The above is a line I heard Mike Myers use in his ‘Inside the Actor’s Studio’ interview. Yes, he was talking about Dr. Evil, but I believe this idea can be applied anytime you are dreading a one-one-one with someone because their values, ethics or interests are at odds with your own.
For example, perhaps you know your lunch date is someone who adores golf. His idea of heaven is eighteen holes at his country club on a sunny Saturday. Aside from the fact that hearing people talk about golf makes you want to take a nap, you find the idea of private country clubs abhorrent, elitist, etc.
What to do?
I would ask you to do more than avoid the subject during lunch. I would ask you to make them the hero of their own story: to ask yourself why they might care so much about golf or the club. To consider factors like, “Maybe he was a terrible athlete in high school, and golf is something he’s discovered he’s good at.” Or, “Maybe he was teased for not belonging to the local club as a child, so he places enormous value on belonging.”

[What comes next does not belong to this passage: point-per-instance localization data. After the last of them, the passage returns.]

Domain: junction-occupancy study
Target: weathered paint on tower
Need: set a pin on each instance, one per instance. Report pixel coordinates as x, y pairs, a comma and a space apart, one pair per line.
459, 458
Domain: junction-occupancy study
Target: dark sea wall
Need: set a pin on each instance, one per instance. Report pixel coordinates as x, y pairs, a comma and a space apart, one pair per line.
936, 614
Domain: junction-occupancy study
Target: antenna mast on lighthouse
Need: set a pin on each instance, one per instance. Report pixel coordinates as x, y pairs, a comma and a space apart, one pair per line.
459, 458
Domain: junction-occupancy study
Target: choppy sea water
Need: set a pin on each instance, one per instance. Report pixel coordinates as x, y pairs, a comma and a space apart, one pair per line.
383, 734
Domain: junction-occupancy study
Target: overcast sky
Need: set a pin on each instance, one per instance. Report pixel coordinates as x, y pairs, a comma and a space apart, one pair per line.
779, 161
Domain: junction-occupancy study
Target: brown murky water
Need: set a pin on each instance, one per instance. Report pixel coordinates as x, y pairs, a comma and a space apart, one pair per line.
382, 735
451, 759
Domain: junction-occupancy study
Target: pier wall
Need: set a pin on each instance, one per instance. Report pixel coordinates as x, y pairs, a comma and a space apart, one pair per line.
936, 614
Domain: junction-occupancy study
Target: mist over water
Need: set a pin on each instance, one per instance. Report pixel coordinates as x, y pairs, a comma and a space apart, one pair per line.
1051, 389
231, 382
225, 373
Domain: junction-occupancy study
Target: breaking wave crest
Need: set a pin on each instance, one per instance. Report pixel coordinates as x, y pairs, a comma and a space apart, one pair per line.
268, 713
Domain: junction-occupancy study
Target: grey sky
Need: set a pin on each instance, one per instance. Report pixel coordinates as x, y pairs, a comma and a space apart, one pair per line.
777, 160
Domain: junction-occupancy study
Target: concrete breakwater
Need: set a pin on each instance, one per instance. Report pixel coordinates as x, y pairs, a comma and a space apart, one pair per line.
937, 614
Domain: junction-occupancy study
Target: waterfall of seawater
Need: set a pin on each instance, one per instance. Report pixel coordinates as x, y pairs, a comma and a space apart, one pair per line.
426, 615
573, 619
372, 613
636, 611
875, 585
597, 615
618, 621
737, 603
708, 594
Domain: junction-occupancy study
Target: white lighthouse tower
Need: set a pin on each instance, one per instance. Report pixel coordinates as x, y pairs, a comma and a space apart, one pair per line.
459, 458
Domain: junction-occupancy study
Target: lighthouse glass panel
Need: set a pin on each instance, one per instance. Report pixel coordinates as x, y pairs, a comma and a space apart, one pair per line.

The purpose of this exercise is to consider if there are unspoken factors in play– depending on the scenario, could whomever’s making you cuckoo have family concerns or health concerns or financial concerns you’re unaware of?
Asking yourself these kinds of questions can expose holes or gaps in your knowledge that can then be strengthened through in-depth conversation. As it becomes obvious to them that you have taken the time to research and try to understand their position, it will be far easier for them to hear and possibly understand yours.